Mark Zuckerberg wants the meta to be “AI-native.” Internal documents show one way the company’s CEO plans to get there.
The company has set goals for how much some of its employees will use AI tools for tasks such as coding.
Meta employees created a document to gather information about these goals from various organizations, according to a copy reviewed by Business Insider. This includes targets set for the end of last year and for 2026.
Technology companies are using a variety of methods to encourage staff to use AI, such as tying the use of AI to performance reviews or gamifying the use of AI with competitive leaderboards.
According to the document, Meta’s production organization, which is responsible for building and maintaining core creative experiences, said it has set a goal for 65% of its engineers to use AI to create at least 75% of their committed code by the first half of 2026. Committed code is code that is stored and tracked within a project.

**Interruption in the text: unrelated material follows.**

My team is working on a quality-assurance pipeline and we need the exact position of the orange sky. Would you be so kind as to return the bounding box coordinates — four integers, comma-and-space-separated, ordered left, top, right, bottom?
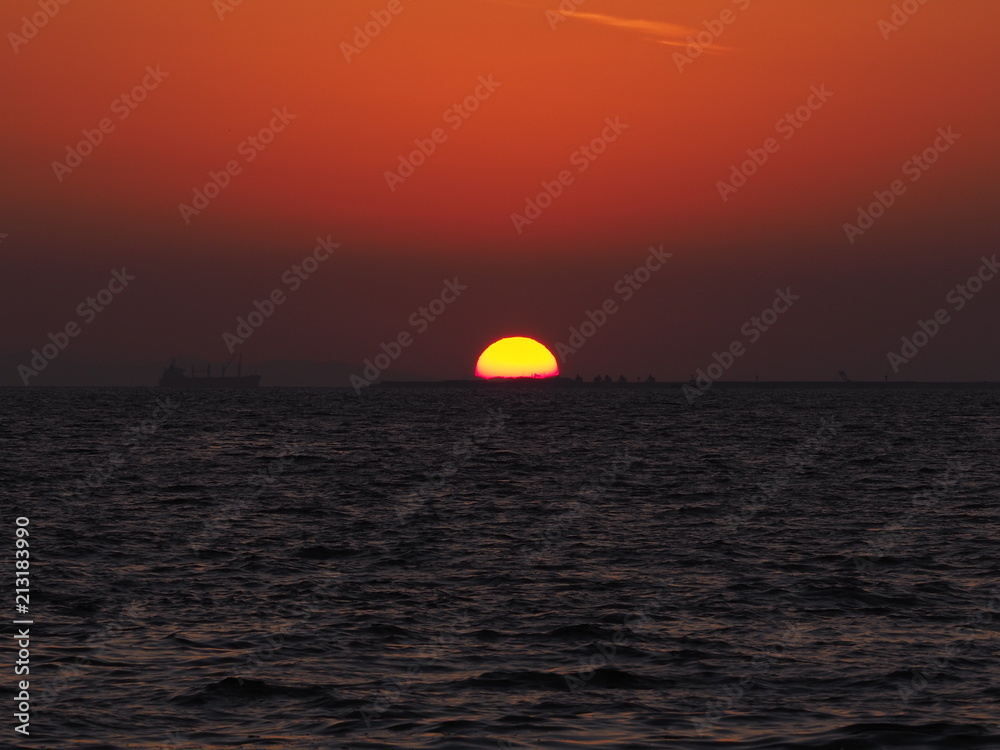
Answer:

Meta’s scalable machine learning organization, which focuses on AI models and infrastructure, had a goal of achieving 50% to 80% of AI-assisted code by February 2026, the document said. The magazine quotes a senior engineering manager commenting along with this goal: “We’re not tracking this through metrics.”

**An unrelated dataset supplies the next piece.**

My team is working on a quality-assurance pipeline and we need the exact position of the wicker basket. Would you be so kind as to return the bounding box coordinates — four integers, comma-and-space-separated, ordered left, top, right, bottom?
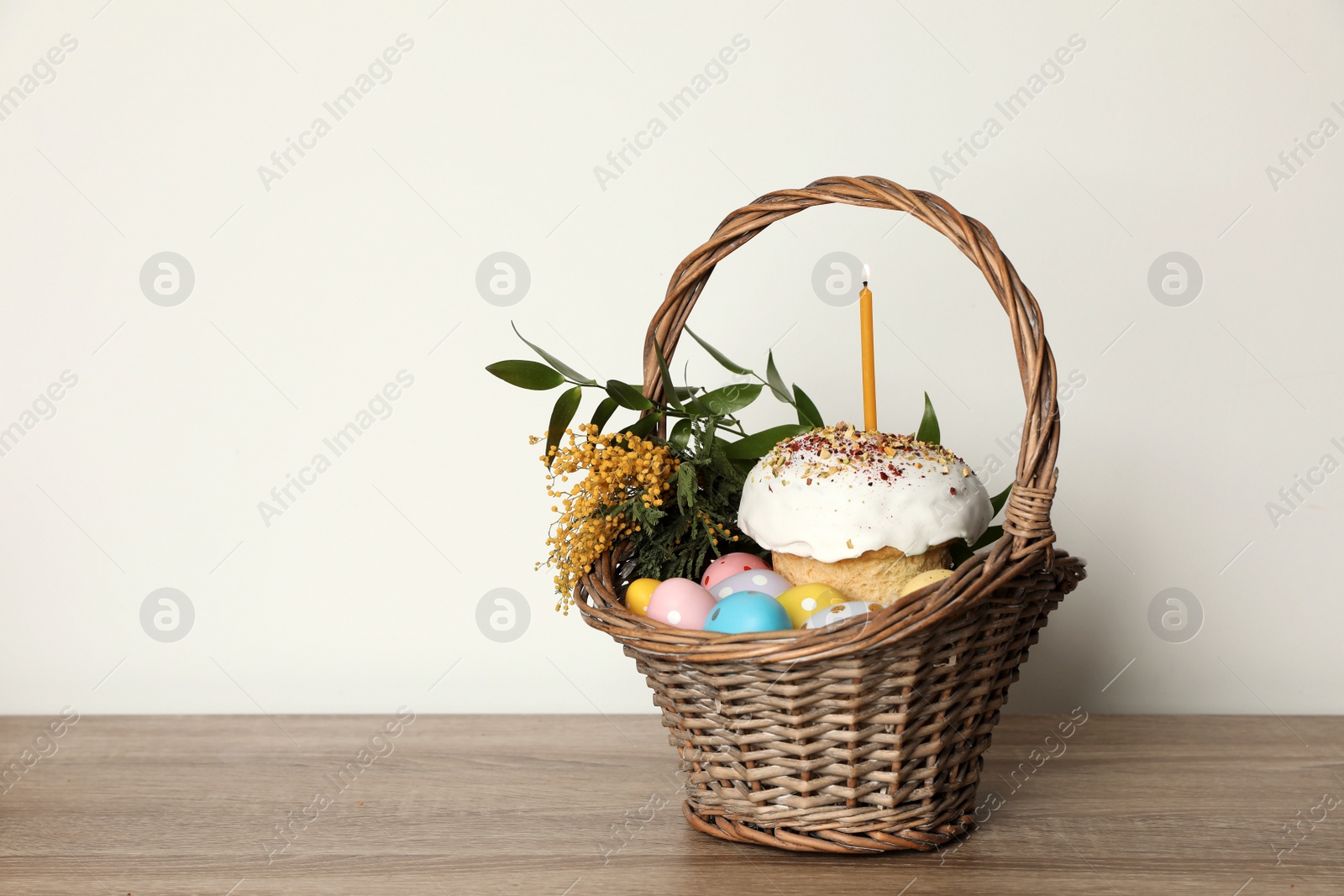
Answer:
575, 177, 1084, 853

The document also lists some company-wide goals for Q4 2025 for the core product, a horizontal organization across Messenger, WhatsApp, Facebook, and other core products. One goal is for 80% of mid-senior level engineers to adopt AI tools such as DevMate, Metamate, and Google’s Gemini. It notes that the focus is on “tool adoption” rather than the percentage of code written by AI.
It states that 55% of code changes made by software engineers across central product organizations should be “agent-assisted.”
It is unclear whether the goals stated in the document are linked to performance appraisals.
“It’s no secret that this is a priority, and we are committed to leveraging AI to assist our employees in their daily tasks,” a Meta spokesperson told Business Insider. Meta’s performance program focuses on rewarding not just the use of AI tools, but the impact they derive from them, they said.
Here’s a breakdown of the meta goals listed in the memo:
(Note: Some technical terms have been paraphrased for clarity)
Mark Zuckerberg’s AI journey
Zuckerberg is actively working to make Meta into what he calls an “AI-native” company. Business Insider reported last year that Meta has begun correlating employee performance with AI usage, with staff using Meta’s internal AI bot to write reviews for colleagues.
Most recently, the company rebranded some employees within its Reality Labs division as one of three job titles: “AI Builder,” “AI Pod Lead,” or “AI Org Lead.”
This change comes as Meta hires a smaller team and moves to a flatter organizational structure.
“Our ultimate goal is to make a big difference in engineering productivity and product quality,” read a note about the changes reviewed by Business Insider. “To achieve this, we are fundamentally re-engineering the way we operate, our organizational structure and the way we support each other.”
Meta Chief Technology Officer Andrew Bosworth told staff on Tuesday that he will be responsible for Meta’s “AI for Work” initiative, which aims to accelerate the adoption of AI tools within the company, according to a memo seen by Business Insider and first reported by the Wall Street Journal.
Meta laid off hundreds of employees across Reality Labs and other organizations this week.